I feel like the chat side of llm should take some opinion of context management → Chat mode as pure magic. What's impossible then is to know what the context size is. Because that is near-unknown for a gguf, fully unknown for an OpenAI-compliant REST API, and only readable in a .json file for gptq/awq.

Using something like -1000, -2000 or -3000 tokens as the history → summary cutoff point might result in the right effect for all future models, ChatGPT-like long conversations, over time it will accumulate hallucinations, but usually not errors. It's a bit of a hack, but the result is magic. The status quo is "error", this alternative at least keeps going and is full aware of many messages of the past.

And that gives a permission for the non-chat mode to be very absolute, "what you send is what you get", errors and all. Seeing the low level errors is important when testing large context windows manually with large inputs. The docs could guide users to use chat when they want magic, and non-chat when they want the details.

Together those would cover both ends of the context management spectrum.

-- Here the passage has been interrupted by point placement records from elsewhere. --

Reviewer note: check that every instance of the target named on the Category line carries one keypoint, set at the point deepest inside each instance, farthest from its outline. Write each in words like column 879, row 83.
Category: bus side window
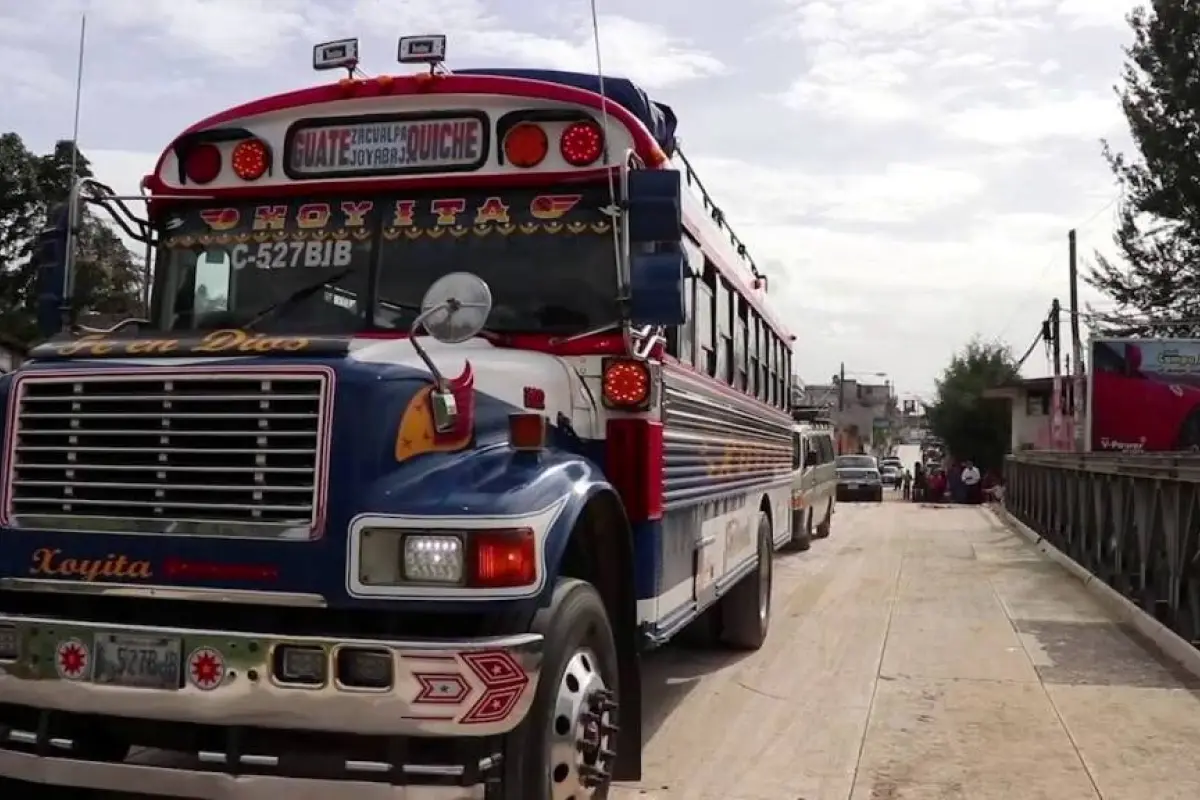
column 753, row 347
column 706, row 337
column 214, row 275
column 682, row 340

Python API users can choose to mimic what chat does in between those ends. They can use the conversation step -1 or -5 of whatever they think is the correct cutoff point for past summarization, depending on their RAG chunks size and the model they know. Which they can do themselves, following the CLI code as a reference. I don't think the Python API needs more than a documented way to point to "conversations from N-3 and before".

That's from the perspective of using chat, non-chat and the Python API with a lot of models. What a great little tool this is.